Ces dernières heures, l’affaire Jaminet a secoué le monde du rugby français, mettant aux prises deux institutions historiques : le Stade Toulousain et l’USAP. Au cœur de la polémique ? Le départ de Melvyn Jaminet de Perpignan vers Toulouse en 2022, assorti d’une clause libératoire épineuse. Tandis que Didier Lacroix dénonçait publiquement les pratiques de l’USAP, François Rivière, son homologue catalan, n’a pas tardé à répliquer avec fermeté.
Didier Lacroix dénonce une clause injuste, Rivière contre-attaque
Tout est parti d’une sanction infligée au Stade Toulousain : une amende de 1,3 million d’euros pour contournement du salary cap. La Ligue Nationale de Rugby (LNR) reproche au club d’avoir indirectement payé la clause libératoire exigée par l’USAP pour libérer Jaminet. Dans une lettre adressée à Yann Roubert, président de la LNR, Didier Lacroix a exprimé son amertume, estimant que l’USAP avait « piégé » Jaminet avec une clause jugée disproportionnée en échange d’une revalorisation salariale.
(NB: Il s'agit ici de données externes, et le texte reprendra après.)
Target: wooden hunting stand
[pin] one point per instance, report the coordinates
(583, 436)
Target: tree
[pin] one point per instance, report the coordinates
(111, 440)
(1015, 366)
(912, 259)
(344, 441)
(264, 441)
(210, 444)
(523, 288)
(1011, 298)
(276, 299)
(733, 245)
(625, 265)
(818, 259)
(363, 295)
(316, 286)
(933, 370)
Cependant, interrogé par L’Équipe, François Rivière a vivement rejeté ces accusations. Il souligne que « le vrai piège économique, ce n’est pas la clause, mais que Toulouse n’ait pas remboursé son joueur ». Pour le président catalan, tout était clair et conforme aux règles en vigueur : « Le montant ne paraissait pas démesuré à ceux qui l’ont signé. Jaminet était entouré d’avocats et d’agents, soyons sérieux. »
Un enjeu crucial pour l’équité du rugby français
Au-delà du seul cas Jaminet, cet échange virulent révèle une problématique profonde que traverse le Top 14 : l’équilibre compétitif face aux puissances financières. Rivière s’en montre lucide : « Si on allège les règles, cela bénéficiera aux clubs les plus riches », soulignant indirectement le risque de voir une élite se détacher au détriment des clubs formateurs ou moins fortunés.
Pour le Stade Toulousain, l’enjeu est aussi symbolique. Récemment auréolé de titres majeurs, le club rouge et noir est devenu une machine à attirer les meilleurs talents. Mais cette image d’excellence peut-elle être ternie par des affaires d’ordre administratif et financier ? Didier Lacroix cherche visiblement à défendre la réputation d’un club qui, tout en visant l’excellence, doit désormais gérer des dossiers sensibles en coulisses.
Cette polémique intervient à un moment clé : alors que la saison 2023-2024 bat son plein, et que Toulouse vise un nouveau sacre en Top 14 ainsi qu’une place de choix en Champions Cup, l’affaire Jaminet ajoute une pression médiatique non négligeable. Comment le staff et les joueurs, menés par Ugo Mola, sauront-ils absorber ces turbulences pour rester concentrés sur l’essentiel, le terrain ?
L’affrontement à distance entre Didier Lacroix et François Rivière illustre la complexité grandissante de gérer un effectif de stars tout en respectant scrupuleusement les règles d’un système de salary cap de plus en plus scruté. Pour le Stade Toulousain, l’heure est à l’apaisement, mais aussi à la vigilance, sous peine de voir son projet sportif impacté par des considérations réglementaires plus strictes que jamais.